We answer these research questions by providing the following four contributions.

(I) We developed the graph processing system GrapH that considers both, diverse vertex traffic and heterogeneous network costs. The main idea is to avoid frequent communication over expensive network links using an adaptive edge migration strategy.

(II) We developed a static partitioning algorithm ADWISE that allows to control the trade-off between partitioning latency and graph processing latency. Besides providing evidence for efficiency and effectiveness of our approach, we also show that state-of-the-art partitioning approaches invest too little latency into graph partitioning. By investing more latency into partitioning using ADWISE, total latency of partitioning and processing reduces significantly.

(III) We developed a distributed graph system QGraph for multi-query graph analysis that allows multiple localized graph queries to run in parallel on a shared graph structure. Our novel query-centric dynamic partitioning approach yields significant speedup as it repartitions the graph such that queries can be executed in a localized manner. This avoids expensive communication overhead while still providing good workload balancing.

(IV) We developed a novel hypergraph partitioning algorithm, called HYPE, that partitions the hypergraph by using the idea of neighborhood expansion. HYPE grows k partitions separately—expanding one vertex at a time over the neighborhood relation of the hypergraph. We show that HYPE leads to fast and effective partitioning performance compared to state-of-the-art hypergraph partitioning tools and partitions billion-scale hypergraphs on a single thread.

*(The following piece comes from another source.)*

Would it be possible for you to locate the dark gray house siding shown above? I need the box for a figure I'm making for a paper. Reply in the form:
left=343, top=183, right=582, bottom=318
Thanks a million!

The algorithms and approaches presented in this thesis tailor graph partitioning towards the specifics of distributed graph processing with respect to (I) dynamic and heterogeneous traffic patterns and network costs, (II) the integrated latency of partitioning plus graph processing, and (III) the graph query workload for partitioning and synchronization. On top of that, (IV) we propose an efficient hypergraph partitioner which is specifically tailored to real-world hypergraphs with skewed degree distributions.